President Donald Trump Still Angry About New Hurricane Maria Death Toll

Spencer Platt / Getty Images

President Donald Trump is still denying the new death count in Puerto Rico in the aftermath of Hurricane Maria last year, complaining to Geraldo Rivera on his new radio show that the 2,975 count is not explainable.

Trump was the first guest of Rivera’s new local radio show at WTAM Radio in Cleveland. The president angered Puerto Rican officials and even some Republicans earlier when he rejected an independent study done to count those who died in connection with the hurricane that ravaged the island last summer.
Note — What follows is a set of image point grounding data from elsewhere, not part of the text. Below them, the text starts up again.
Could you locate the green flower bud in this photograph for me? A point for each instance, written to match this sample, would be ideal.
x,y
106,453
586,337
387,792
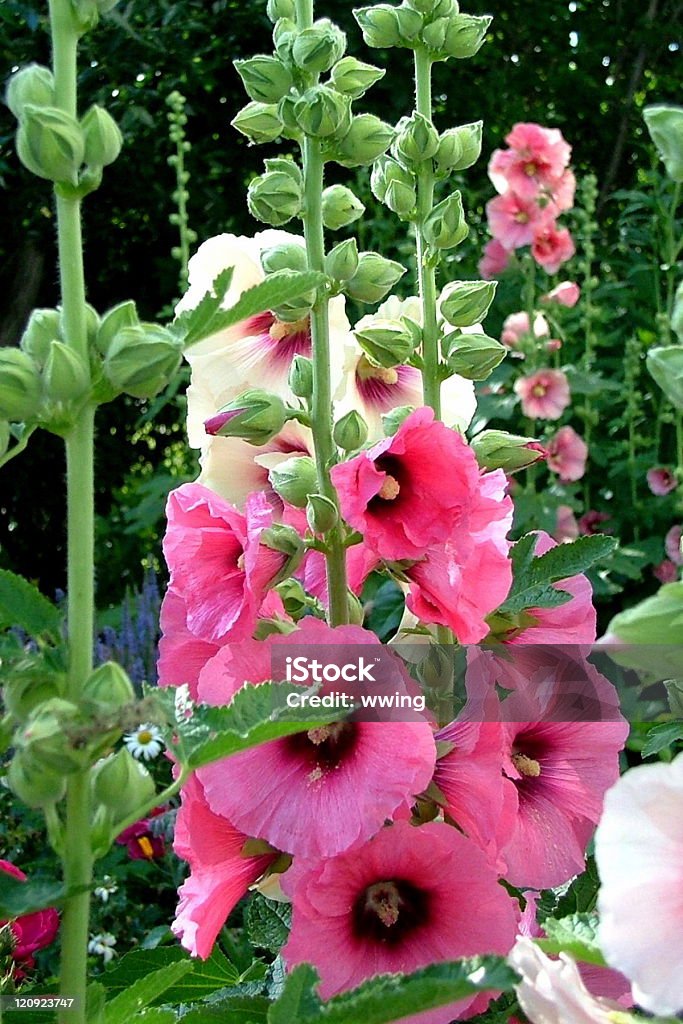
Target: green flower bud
x,y
273,198
388,343
50,143
301,377
374,279
259,122
41,331
367,139
119,316
499,450
33,85
340,207
141,359
445,225
322,513
350,432
287,256
110,687
34,785
472,355
294,479
665,123
102,137
458,148
255,415
416,140
464,303
323,112
20,387
265,79
67,378
383,26
122,783
353,77
342,261
466,35
317,48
The Puerto Rican government commissioned George Washington University to do a study on the death toll after coming up with a figure of 64 deaths on their own.

Researchers from the university’s Milken Institute of School of Public Health, the University of Puerto Rico, and other local community leaders spent months going over death certificates, studying vital statistics data back seven years before the storm to compare mortality rates. They then followed up with health officials, funeral home directors, and others to help come up with their figures, per USA Today.
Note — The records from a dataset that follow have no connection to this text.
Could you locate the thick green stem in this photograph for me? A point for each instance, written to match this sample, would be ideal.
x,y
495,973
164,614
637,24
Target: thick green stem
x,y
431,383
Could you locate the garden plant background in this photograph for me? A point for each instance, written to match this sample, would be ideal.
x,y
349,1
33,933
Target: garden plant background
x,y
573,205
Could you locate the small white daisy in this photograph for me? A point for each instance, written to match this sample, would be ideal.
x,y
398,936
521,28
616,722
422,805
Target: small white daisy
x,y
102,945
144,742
Despite the work to get at the heart of the death toll, Trump told Rivera in an interview that aired Monday that the new figure just isn’t true and he believed the original totals Puerto Rican officials came up with.

“After I left, it was 16 people that died,” Trump told Rivera about early death toll count. “The 16 people was then lifted a couple of months later to 64 and that was the official number. And then all of a sudden, I read a report, many, many months later — a long time later — that they did a report that 3,000 people died.
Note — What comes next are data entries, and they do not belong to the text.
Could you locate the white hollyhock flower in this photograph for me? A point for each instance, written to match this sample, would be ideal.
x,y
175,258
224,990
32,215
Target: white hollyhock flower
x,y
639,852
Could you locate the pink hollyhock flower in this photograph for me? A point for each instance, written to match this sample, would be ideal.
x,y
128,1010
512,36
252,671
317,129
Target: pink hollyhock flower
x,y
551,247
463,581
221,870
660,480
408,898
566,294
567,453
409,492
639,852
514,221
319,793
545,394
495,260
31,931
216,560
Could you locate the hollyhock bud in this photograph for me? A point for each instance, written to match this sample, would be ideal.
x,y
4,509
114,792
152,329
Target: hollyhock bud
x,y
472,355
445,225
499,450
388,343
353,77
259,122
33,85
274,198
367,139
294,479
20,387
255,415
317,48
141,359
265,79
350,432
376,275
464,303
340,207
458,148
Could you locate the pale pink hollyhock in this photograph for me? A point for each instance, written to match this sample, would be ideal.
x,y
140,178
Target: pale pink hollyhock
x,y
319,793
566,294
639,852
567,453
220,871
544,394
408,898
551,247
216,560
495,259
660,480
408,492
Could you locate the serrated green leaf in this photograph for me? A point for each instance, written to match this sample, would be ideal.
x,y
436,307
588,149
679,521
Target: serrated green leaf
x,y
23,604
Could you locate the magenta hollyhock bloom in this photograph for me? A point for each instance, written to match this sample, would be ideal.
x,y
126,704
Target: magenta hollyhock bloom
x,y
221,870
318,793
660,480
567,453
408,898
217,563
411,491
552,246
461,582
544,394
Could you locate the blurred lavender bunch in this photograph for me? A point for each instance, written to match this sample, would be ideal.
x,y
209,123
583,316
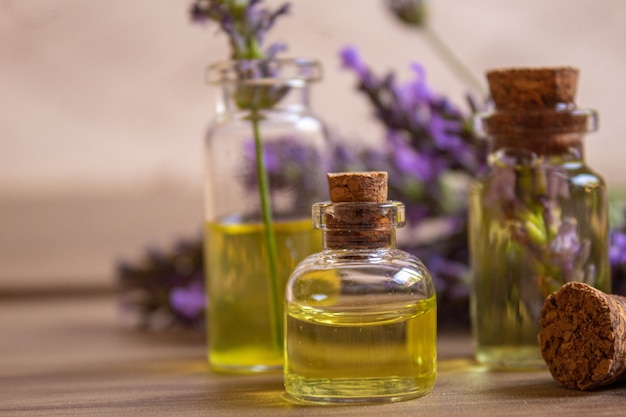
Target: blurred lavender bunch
x,y
165,288
430,153
292,168
526,192
617,256
245,23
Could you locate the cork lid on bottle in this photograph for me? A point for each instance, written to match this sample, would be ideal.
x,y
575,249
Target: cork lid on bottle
x,y
358,187
359,214
535,102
“And I was like, ‘Wait a minute, you went from 16 people to 64. We did a great job, and then you went from 64 to 3,000. How did that happen?’ And they couldn’t explain it. If you read that report, it’s not explainable,” Trump continued.

A tree toppled by Hurricane Maria rests over damaged graves in the Villa Palmeras cemetery on Dec. 23, 2017, in San Juan, Puerto Rico. Mario Tama / Getty Images

Despite’s Trump criticism, officials from Puerto Rico have accepted the school’s work as their new official death toll from the hurricane, making it one of the deadliest storms to hit the United States ever.

“Our results show that Hurricane Maria was a very deadly storm, one that affected the entire island but hit the poor and the elderly the hardest,” George Washington University said in a statement after Trump’s initial criticism earlier this month, per USA Today. “We are confident that the number – 2,975 – is the most accurate and unbiased estimate of excess mortality to date.”

During the interview with Rivera, Trump hailed the work his administration did in the aftermath of the hurricane and charged if there were any problems, it came from Puerto Rican officials, slamming his harshest critic San Juan Mayor Carmen Yulín Cruz.

“She shouldn’t even be there; she doesn’t even know what she’s doing,” Trump said of Cruz. “She’s a totally incompetent person. Locally, they did a very, very poor job.”